Due to Swift's "eventual consistency" property, we can't rely on a group of files (like exit-code and testpkg-version) to be visible at exactly the same time for a particular client, so we must store them in result.tar to achieve atomicity instead of storing them individually.

AMQP queues

RabbitMQ server

AMQP (we use the RabbitMQ server implementation) provides a very robust and simple to use job distribution system, i. e. to coordinate running test requests amongst an arbitrary number of workers. We use explicit ACKs, and ACK only after a test request has been fully processed and its logs stored in swift. Should a worker or a test run fail anywhere in between and the request does not get ACK'ed, it will just be handed to the next worker. This ensures that we never lose test requests in the event of worker failures.

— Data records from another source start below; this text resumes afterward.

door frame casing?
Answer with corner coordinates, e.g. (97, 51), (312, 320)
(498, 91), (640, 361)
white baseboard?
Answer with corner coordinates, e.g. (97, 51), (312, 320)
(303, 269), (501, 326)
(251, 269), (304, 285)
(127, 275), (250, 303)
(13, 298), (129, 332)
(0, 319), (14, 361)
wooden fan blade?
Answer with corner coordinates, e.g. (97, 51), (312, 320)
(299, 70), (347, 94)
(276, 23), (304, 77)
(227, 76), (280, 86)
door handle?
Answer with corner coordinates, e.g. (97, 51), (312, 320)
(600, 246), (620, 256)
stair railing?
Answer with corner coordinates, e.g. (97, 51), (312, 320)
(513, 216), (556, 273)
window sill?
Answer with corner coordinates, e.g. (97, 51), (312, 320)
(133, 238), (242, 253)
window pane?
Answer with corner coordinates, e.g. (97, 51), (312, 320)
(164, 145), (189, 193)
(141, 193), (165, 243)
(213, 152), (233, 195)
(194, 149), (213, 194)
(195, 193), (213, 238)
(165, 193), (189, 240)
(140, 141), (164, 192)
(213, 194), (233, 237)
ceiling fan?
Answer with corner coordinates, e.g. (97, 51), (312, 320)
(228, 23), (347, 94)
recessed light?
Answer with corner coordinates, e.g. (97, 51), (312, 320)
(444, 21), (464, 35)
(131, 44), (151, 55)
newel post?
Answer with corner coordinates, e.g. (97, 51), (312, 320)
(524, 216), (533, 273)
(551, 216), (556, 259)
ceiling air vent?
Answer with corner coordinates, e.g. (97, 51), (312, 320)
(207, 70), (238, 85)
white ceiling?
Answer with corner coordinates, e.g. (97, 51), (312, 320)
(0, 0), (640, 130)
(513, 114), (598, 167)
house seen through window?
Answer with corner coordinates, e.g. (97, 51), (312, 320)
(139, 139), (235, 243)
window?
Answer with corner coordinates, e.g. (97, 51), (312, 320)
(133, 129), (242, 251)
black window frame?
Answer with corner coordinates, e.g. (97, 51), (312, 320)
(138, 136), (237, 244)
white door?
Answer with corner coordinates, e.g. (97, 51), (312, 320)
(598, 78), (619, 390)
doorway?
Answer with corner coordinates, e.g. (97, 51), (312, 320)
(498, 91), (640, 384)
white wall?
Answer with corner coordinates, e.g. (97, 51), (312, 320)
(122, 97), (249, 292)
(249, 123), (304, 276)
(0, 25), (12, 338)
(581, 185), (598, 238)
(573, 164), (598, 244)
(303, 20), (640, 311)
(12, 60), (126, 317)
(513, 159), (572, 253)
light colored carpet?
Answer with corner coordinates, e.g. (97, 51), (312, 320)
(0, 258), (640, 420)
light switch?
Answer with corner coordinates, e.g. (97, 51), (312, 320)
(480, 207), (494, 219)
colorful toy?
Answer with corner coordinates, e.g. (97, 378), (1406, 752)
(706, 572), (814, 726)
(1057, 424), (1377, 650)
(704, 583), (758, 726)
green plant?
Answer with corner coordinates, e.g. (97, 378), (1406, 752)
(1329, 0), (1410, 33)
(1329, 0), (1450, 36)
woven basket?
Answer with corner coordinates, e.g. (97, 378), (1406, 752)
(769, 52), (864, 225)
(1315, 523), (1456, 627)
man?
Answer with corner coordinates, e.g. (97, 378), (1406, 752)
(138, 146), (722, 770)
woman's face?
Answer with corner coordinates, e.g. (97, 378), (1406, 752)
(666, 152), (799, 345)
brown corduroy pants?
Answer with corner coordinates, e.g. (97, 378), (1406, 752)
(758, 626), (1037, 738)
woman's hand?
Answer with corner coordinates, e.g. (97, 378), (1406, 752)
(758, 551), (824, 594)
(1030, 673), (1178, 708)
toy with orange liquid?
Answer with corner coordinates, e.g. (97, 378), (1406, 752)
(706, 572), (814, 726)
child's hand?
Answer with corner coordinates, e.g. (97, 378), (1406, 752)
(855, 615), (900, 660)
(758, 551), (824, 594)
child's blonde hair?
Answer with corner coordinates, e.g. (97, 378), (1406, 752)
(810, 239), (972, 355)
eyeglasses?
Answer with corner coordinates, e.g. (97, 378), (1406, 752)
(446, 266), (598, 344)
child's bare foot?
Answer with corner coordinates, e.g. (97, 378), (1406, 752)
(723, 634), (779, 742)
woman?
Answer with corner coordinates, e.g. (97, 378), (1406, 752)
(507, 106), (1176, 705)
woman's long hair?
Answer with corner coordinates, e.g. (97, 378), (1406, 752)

RabbitMQ provides failover with mirrored queues to avoid a single point of failure. This is not currently being used, as RabbitMQ is very robust and runs in its own cloud instance (Juju service rabbitmq-server).

Queue structure

We want to use a reasonably fine-grained queue structure so that we can support workers that serve only certain releases, architectures, virtualization servers, real hardware, etc. For example: debci-wily-amd64 or debci-trusty-armhf. As test requests are not long-lived objects, we remain flexible here and can introduce further granularity as needed; e. g. we might want a trusty-amd64-laptop-nvidia (i. e. running on bare metal without virtualization) queue in the future.

A particular test request (i. e. a queue message) currently just consists of the source package name. Additional fields, such as "PPA name" or perhaps version constraints may be added in the future.

Juju service

This uses the standard charm store RabbitMQ charm with some customizations:

  • Remove almighty "guest" user
  • Create user for test requests with random password and limited capabilities (nothing else than creating new messages); these are the credentials for clients like proposed-migration

As usual with the charm, worker services create a relation to the RabbitMQ service, which creates individual credentials for them.

The rabbitmq-server Juju service is exposed on a "public" IP (162.213.33.228), but accessible only within the Canonical VPN and firewalled to only be accessible from snakefruit.canonical.com (the proposed-migration host running britney) and any external workers.

Workers

Integration with proposed-migration (britney)

debci results browser

Deployment

Administration

  • Reqesting manual runs is done with britney's run-autopkgtest script on snakefruit. Due to firewalling this currently can only be run on snakefruit, so define this shell alias:

     alias run-autopkgtest='ssh snakefruit.canonical.com sudo -i -u ubuntu-archive run-autopkgtest'

    Then you can run run-autopkgtest --help to see the usage. E. g.

     # specific architecture
     run-autopkgtest -s wily -a armhf libpng udisks2
     # all configured britney architectures (current default: i386, amd64)
     run-autopkgtest -s wily libpng udisks2
  • Show queue lengths, until that gets shown in debci:

    ssh -t wendigo.canonical.com sudo -H -u prod-ues-proposed-migration \
        juju ssh rabbitmq-server/0 sudo rabbitmqctl list_queues
  • Show currently running tests:
    ssh wendigo.canonical.com sudo -H -u prod-ues-proposed-migration \
        juju ssh autopkgtest-cloud-worker/0 "'ps ux|grep runner/adt-run'"
  • Show all "temporary testbed failure" results, which in most cases are infrastructure bugs; there should be zero. (Brandon is working on showing them in debci.)
    ssh wendigo.canonical.com sudo -H -u prod-ues-proposed-migration \
        juju ssh debci-web-swift/0 grep -l tmpfail 'debci/data/packages/*/*/*/*/latest.json'